DSC_0082 Gluing the box wall corners together brought with it the conclusion I always search for with a sort of momentary hesitancy in closing the joints for the very final time. This is like watching the deer drinking from the brook and you fear losing sight of it. My search for completeness concludes in the harmony of each portion of the composition and I feel the peace joinery should always mete out in completion. When the four corners were together I felt the very best of peace come over me as the work came to rest in its phase of completeness. DSC_0050

5 Comments

  1. Hello Paul, thank you for all the knowledge you share with us. I am about to make my first tool chest so this post is very timely. When making the tills are the bottoms nailed on or glued on? If glued on can this be a problem with cross grain wood movement? I live on the Colorado plains witch is a very dry climate. Thank You,
    Mark

    1. Usually its best to aclimate your wood to the shop atmosphere or place of final occupancy for a few days. Obviously you have that consideration with the toolbox lid too. I’ve had my wood in for several months for this first one of the two I will build. The next one for the film is wood I will have had in the shop for two weeks before I begin. I let the wood ‘air’ with air circulating each board so that movement can take place before I begin. I will the n plane out distortion as I build.
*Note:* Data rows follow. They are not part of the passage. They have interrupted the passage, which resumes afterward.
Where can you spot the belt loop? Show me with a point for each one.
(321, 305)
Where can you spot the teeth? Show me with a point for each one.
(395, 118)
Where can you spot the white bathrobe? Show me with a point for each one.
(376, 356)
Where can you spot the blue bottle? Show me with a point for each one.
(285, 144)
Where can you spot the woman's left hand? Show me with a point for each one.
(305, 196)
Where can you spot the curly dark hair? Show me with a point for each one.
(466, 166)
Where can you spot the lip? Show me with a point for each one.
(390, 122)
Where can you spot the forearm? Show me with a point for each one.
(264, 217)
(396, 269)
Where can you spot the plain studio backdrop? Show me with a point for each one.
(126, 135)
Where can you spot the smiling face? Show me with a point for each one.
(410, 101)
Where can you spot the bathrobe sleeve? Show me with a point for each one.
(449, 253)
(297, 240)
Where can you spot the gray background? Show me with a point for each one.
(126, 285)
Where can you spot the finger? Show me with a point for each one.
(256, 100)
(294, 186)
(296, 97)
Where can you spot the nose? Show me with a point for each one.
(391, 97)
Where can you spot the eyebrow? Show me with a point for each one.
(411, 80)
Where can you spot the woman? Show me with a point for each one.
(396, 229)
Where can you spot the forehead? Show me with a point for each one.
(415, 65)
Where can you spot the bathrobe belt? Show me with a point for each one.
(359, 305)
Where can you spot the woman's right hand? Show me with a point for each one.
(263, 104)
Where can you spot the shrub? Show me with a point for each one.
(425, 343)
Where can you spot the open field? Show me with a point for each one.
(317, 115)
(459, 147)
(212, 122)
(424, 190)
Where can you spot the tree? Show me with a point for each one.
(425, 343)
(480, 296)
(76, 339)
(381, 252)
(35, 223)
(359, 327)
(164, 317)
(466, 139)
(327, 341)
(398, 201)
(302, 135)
  2. Hi Paul, this greeting comes from sunny Barbados, I started watching your videos about a year ago, I find them very interesting and I look forward to your postings of new ones.
    I am now 60 years old and have been doing woodwork from age 20, but watching your videos took be back to being a boy when the parish carpenter would turn up with wooden tool kit on his Humber bicycle and set up a work bench under our cherry tree and do the task at hand with all hand tools, wooden planes, hand saws, brace and auger set nothing electric, so Paul now my wooden planes are back out….hands saws are back out…..brace and augers back out…..and really enjoying the feel of “real woodworking” (your words).
    Please keep up the good work.
    Thanks Hal

  3. Hello Paul!

    Thanks for the great series. Waiting for the WW Masterclasses on this one 🙂

    The bottom is still a little mystery. Is it one wide panel or a couple of ship-lapped boards, screwed or nailed on, rebated in?

    Kindest regards,
    Lukasz Budzynski.

    1. I changed a couple of things on the bottom but they are shiplapped and they are secured by the cleats underneath. I have a couple more posts to do on the making for the blog yet and will get tom it shortly.